She didn’t like being spoken to that way, and you could see it in her eyes, in her posture and how it briefly tightened, almost as if she wanted to see if she was as weak as Caitlyn had pointed out. That part had probably pissed her off, but maybe Cat had done that for me, to make me know that these people weren’t that big of a deal as I had feared. Rhea stared at me through the tongues of curly black hair that fell over her eyes, then looked over her shoulder as one of the figures standing behind her coughed harshly. The sound echoed, sharp like a gunshot in the tunnel that rang through the dark. With it came the scent of saliva, a dry mouth, and specks of blood on their hand.
She turned back around, glancing at the floor, then back at Caitlyn.

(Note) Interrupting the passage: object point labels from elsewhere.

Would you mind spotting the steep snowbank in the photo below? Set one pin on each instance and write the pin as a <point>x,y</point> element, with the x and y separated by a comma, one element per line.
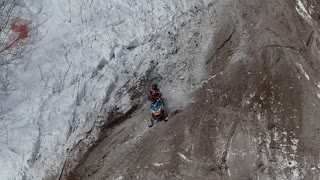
<point>84,53</point>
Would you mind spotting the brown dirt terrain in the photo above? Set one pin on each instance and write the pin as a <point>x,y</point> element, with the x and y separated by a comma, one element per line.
<point>255,117</point>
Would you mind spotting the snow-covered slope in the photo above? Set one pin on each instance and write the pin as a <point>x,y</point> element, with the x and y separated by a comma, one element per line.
<point>83,55</point>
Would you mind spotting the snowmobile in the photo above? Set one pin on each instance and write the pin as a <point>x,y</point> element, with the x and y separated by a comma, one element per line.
<point>157,112</point>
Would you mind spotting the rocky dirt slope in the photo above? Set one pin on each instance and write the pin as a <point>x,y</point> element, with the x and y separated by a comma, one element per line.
<point>256,115</point>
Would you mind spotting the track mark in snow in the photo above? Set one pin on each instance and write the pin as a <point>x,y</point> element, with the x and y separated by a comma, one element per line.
<point>184,157</point>
<point>303,71</point>
<point>222,45</point>
<point>158,164</point>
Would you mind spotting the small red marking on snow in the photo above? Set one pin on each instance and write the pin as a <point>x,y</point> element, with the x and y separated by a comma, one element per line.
<point>19,33</point>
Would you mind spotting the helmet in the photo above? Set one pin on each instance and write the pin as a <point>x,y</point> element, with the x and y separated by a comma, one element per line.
<point>154,86</point>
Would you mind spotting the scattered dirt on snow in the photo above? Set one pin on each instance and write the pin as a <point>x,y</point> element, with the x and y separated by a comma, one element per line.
<point>254,117</point>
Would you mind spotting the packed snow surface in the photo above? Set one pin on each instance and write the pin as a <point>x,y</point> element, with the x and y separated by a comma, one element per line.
<point>82,53</point>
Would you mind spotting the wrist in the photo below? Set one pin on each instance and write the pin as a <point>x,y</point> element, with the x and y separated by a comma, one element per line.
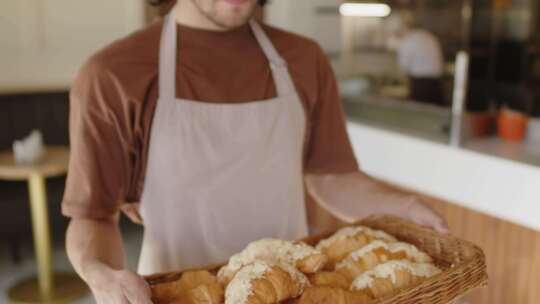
<point>97,275</point>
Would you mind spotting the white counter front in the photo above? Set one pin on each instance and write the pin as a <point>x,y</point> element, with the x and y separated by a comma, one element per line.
<point>499,187</point>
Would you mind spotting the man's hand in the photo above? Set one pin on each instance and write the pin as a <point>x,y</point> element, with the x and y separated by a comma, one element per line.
<point>111,286</point>
<point>422,214</point>
<point>354,196</point>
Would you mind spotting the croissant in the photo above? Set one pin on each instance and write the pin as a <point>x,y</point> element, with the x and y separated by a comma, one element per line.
<point>304,257</point>
<point>194,287</point>
<point>378,252</point>
<point>203,294</point>
<point>329,279</point>
<point>327,295</point>
<point>348,240</point>
<point>387,278</point>
<point>265,283</point>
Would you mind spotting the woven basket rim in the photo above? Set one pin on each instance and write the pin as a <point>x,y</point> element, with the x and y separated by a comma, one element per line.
<point>474,265</point>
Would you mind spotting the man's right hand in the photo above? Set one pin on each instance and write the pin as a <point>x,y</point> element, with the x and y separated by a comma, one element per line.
<point>111,286</point>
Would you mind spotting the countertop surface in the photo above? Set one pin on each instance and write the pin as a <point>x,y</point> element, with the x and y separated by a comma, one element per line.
<point>432,123</point>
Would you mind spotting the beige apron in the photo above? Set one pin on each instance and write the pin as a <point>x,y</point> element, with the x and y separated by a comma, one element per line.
<point>220,175</point>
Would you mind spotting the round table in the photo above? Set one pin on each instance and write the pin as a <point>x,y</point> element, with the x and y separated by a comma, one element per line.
<point>47,287</point>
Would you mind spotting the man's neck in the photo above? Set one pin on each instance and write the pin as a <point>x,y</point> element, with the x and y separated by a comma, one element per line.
<point>188,14</point>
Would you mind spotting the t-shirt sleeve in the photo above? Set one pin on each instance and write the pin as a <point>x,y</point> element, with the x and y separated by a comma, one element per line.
<point>329,147</point>
<point>99,159</point>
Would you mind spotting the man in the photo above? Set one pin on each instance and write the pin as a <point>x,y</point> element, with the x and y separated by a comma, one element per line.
<point>211,122</point>
<point>420,56</point>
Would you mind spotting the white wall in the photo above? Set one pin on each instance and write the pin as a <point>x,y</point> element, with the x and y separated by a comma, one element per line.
<point>42,43</point>
<point>300,16</point>
<point>502,188</point>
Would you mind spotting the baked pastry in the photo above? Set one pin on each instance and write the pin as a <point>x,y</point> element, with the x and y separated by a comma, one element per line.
<point>348,240</point>
<point>328,295</point>
<point>265,283</point>
<point>387,278</point>
<point>194,287</point>
<point>378,252</point>
<point>300,255</point>
<point>203,294</point>
<point>329,279</point>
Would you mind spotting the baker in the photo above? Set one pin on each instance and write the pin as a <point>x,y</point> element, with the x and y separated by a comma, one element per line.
<point>420,56</point>
<point>203,127</point>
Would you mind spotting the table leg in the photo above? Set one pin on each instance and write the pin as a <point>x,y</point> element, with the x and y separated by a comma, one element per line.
<point>42,289</point>
<point>42,238</point>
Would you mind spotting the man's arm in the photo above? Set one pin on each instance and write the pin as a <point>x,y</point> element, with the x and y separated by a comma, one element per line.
<point>354,196</point>
<point>96,251</point>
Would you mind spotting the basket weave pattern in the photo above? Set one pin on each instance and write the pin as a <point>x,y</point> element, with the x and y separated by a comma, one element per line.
<point>463,264</point>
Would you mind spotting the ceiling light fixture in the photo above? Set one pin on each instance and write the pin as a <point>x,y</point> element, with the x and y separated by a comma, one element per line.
<point>365,9</point>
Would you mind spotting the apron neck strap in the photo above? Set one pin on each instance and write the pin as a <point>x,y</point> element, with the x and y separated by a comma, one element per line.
<point>168,59</point>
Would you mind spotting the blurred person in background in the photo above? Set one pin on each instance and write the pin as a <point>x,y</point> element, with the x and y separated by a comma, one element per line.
<point>420,56</point>
<point>203,127</point>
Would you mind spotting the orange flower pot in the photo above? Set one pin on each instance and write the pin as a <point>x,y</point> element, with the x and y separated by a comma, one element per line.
<point>511,125</point>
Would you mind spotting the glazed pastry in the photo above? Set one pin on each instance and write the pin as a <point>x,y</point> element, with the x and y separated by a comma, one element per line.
<point>329,279</point>
<point>378,252</point>
<point>348,240</point>
<point>195,287</point>
<point>304,257</point>
<point>327,295</point>
<point>203,294</point>
<point>387,278</point>
<point>265,283</point>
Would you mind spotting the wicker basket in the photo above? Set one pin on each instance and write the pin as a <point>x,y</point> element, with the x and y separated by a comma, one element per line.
<point>463,263</point>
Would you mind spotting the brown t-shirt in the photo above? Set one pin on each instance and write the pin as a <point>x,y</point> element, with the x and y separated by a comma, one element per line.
<point>114,97</point>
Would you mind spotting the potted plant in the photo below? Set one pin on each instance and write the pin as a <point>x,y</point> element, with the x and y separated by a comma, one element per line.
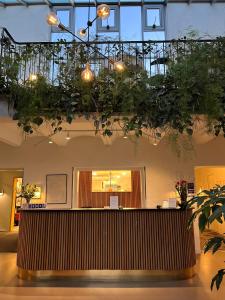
<point>181,187</point>
<point>27,192</point>
<point>210,208</point>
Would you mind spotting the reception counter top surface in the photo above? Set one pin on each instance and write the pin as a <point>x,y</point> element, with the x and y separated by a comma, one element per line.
<point>105,239</point>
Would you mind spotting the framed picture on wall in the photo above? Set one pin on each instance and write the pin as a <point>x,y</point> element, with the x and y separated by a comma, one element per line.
<point>56,188</point>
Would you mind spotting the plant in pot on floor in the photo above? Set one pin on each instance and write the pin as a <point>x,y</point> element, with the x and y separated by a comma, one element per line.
<point>27,192</point>
<point>210,208</point>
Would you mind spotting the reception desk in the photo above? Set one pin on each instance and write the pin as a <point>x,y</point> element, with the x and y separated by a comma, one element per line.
<point>99,239</point>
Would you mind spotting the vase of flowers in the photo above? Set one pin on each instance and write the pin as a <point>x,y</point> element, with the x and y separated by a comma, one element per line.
<point>181,187</point>
<point>27,192</point>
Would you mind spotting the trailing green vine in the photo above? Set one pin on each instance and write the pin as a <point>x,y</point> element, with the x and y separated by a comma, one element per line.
<point>194,83</point>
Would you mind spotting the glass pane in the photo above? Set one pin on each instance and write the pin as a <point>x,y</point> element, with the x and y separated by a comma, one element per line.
<point>111,181</point>
<point>81,19</point>
<point>130,23</point>
<point>64,17</point>
<point>111,19</point>
<point>153,17</point>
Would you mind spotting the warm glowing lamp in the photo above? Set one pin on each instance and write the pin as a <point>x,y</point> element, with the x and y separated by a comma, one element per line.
<point>87,75</point>
<point>52,19</point>
<point>37,193</point>
<point>82,32</point>
<point>103,11</point>
<point>33,77</point>
<point>119,66</point>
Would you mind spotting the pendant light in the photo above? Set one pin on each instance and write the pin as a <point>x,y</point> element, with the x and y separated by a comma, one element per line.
<point>119,66</point>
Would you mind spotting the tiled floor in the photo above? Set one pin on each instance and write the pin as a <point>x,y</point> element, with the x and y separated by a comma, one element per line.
<point>196,288</point>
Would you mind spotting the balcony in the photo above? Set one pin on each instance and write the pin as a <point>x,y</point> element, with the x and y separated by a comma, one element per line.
<point>48,59</point>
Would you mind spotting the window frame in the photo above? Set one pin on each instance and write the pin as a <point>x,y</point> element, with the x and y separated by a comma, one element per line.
<point>148,28</point>
<point>116,28</point>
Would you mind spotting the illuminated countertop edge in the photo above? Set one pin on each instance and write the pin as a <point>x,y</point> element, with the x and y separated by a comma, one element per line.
<point>97,209</point>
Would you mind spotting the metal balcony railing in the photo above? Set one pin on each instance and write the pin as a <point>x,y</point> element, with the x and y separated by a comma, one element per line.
<point>53,60</point>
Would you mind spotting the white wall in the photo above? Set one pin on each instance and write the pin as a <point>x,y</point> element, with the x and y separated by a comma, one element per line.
<point>207,19</point>
<point>26,23</point>
<point>6,182</point>
<point>163,168</point>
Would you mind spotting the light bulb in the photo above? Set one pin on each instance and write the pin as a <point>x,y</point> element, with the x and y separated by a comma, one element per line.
<point>33,77</point>
<point>68,136</point>
<point>52,19</point>
<point>119,66</point>
<point>82,32</point>
<point>87,74</point>
<point>103,11</point>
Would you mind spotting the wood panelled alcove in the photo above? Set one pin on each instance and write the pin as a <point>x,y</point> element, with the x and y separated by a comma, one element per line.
<point>135,239</point>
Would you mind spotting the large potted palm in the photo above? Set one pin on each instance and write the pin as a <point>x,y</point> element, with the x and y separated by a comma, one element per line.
<point>210,207</point>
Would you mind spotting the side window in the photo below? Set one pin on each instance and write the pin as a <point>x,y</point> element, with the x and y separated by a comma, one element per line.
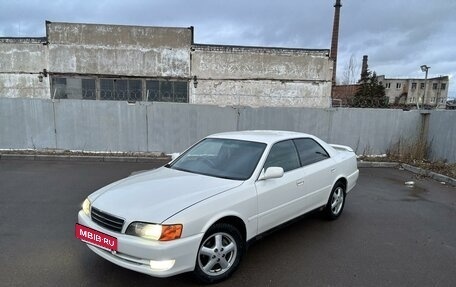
<point>310,151</point>
<point>284,155</point>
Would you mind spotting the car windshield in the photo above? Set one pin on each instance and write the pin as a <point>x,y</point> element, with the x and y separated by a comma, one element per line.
<point>224,158</point>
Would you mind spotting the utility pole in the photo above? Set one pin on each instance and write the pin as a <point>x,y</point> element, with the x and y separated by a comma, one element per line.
<point>335,40</point>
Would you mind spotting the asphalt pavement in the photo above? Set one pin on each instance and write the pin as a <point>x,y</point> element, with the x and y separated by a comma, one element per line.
<point>388,235</point>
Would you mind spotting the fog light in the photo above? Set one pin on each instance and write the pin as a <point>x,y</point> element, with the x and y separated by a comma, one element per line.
<point>162,265</point>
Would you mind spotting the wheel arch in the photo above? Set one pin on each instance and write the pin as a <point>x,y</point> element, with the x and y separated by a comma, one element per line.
<point>233,220</point>
<point>343,181</point>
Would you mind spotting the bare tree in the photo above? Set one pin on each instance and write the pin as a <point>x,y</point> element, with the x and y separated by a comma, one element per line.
<point>351,71</point>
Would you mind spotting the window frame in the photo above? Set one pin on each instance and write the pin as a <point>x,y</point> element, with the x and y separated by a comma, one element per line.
<point>318,144</point>
<point>296,149</point>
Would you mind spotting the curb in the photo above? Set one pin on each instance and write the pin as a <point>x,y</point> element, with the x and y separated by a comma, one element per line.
<point>96,158</point>
<point>416,170</point>
<point>436,176</point>
<point>377,164</point>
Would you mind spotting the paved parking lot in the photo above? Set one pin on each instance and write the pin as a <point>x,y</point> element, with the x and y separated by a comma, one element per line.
<point>388,235</point>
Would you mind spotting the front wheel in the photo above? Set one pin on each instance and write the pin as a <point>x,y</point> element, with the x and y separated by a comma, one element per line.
<point>219,254</point>
<point>336,202</point>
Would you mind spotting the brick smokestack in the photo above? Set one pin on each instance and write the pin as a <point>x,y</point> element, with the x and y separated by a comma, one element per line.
<point>364,67</point>
<point>335,39</point>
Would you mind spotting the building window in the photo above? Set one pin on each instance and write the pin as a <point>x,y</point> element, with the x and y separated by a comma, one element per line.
<point>73,88</point>
<point>89,91</point>
<point>167,91</point>
<point>120,90</point>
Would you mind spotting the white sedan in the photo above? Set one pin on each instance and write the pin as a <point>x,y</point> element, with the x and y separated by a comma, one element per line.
<point>198,212</point>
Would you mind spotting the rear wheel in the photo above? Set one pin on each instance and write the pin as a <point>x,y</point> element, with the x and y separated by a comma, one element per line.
<point>336,202</point>
<point>219,254</point>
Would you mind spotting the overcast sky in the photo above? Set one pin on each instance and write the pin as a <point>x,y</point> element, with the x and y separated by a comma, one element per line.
<point>397,35</point>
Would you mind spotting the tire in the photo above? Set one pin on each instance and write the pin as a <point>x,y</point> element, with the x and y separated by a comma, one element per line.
<point>219,254</point>
<point>336,202</point>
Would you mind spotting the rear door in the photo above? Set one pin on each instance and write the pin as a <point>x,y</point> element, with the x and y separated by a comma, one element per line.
<point>277,198</point>
<point>319,170</point>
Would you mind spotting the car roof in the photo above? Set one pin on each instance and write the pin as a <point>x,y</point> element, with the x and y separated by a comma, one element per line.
<point>264,136</point>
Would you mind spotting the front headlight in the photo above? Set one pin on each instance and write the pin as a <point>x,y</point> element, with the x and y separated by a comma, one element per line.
<point>155,231</point>
<point>86,206</point>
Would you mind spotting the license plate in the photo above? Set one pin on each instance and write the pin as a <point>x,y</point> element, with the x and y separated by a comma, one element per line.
<point>95,237</point>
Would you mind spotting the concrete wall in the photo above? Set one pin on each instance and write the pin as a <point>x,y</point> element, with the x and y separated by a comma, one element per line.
<point>231,75</point>
<point>174,127</point>
<point>442,135</point>
<point>165,127</point>
<point>119,50</point>
<point>262,93</point>
<point>367,131</point>
<point>100,126</point>
<point>26,124</point>
<point>21,61</point>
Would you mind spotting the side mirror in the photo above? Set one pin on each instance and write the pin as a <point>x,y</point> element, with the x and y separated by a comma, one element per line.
<point>174,156</point>
<point>271,172</point>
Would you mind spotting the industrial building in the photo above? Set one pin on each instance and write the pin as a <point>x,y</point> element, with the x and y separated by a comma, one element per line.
<point>133,63</point>
<point>430,93</point>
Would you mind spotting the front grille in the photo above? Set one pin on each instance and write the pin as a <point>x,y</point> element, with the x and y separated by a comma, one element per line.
<point>106,220</point>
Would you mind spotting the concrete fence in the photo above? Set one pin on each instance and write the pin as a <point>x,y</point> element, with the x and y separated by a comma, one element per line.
<point>168,127</point>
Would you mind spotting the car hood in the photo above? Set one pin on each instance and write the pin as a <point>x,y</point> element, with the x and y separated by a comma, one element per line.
<point>156,195</point>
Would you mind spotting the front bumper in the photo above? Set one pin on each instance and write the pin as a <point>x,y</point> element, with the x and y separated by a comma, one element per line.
<point>135,253</point>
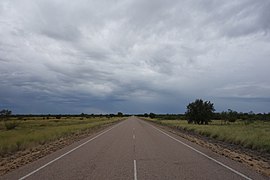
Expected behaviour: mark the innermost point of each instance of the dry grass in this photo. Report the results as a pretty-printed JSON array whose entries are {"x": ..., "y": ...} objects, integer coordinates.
[
  {"x": 35, "y": 131},
  {"x": 255, "y": 135}
]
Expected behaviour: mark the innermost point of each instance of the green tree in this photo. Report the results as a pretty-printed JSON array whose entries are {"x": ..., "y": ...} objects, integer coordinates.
[
  {"x": 152, "y": 115},
  {"x": 200, "y": 112},
  {"x": 5, "y": 114},
  {"x": 119, "y": 114}
]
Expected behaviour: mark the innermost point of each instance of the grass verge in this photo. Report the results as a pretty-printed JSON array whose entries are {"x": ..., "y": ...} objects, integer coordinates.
[
  {"x": 37, "y": 131},
  {"x": 255, "y": 135}
]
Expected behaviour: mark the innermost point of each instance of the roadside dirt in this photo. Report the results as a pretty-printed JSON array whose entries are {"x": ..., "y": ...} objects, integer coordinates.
[
  {"x": 13, "y": 161},
  {"x": 259, "y": 161}
]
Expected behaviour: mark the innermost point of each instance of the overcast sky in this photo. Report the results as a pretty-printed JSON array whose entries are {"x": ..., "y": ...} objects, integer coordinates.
[{"x": 134, "y": 56}]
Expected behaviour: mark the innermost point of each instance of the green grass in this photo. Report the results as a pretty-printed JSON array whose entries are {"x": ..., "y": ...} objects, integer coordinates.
[
  {"x": 35, "y": 131},
  {"x": 255, "y": 135}
]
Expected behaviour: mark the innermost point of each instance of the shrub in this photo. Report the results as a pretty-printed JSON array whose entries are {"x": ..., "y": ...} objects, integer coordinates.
[{"x": 10, "y": 125}]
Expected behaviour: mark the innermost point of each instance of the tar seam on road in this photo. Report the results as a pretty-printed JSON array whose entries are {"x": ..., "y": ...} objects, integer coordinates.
[
  {"x": 135, "y": 170},
  {"x": 192, "y": 148},
  {"x": 52, "y": 161}
]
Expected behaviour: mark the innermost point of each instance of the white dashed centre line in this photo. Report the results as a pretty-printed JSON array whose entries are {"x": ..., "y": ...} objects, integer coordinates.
[{"x": 135, "y": 170}]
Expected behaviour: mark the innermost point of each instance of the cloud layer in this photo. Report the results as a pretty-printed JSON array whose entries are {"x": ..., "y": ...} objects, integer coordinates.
[{"x": 133, "y": 56}]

It was a while before she spoke, but before she did, she muttered something in our tongue that would have probably gotten that tongue pulled out of her throat by her own father. “And it’s true,” she said, “ that this cousin of mine is capable of helping all of us?”
This time, I answered. “I’m a superhero. I help people sometimes, unless they act like a pain.”
“A…superhero,” she repeated, mulling the word around her mouth. “Once again I hear that word.”
“Like one of the Legionnaires,” I said to her, to the rest of them below me. “Without all the genocide.”
Her nose scrunched up, as if she’d just smelt something terribly rank. “You dare consider yourself as—”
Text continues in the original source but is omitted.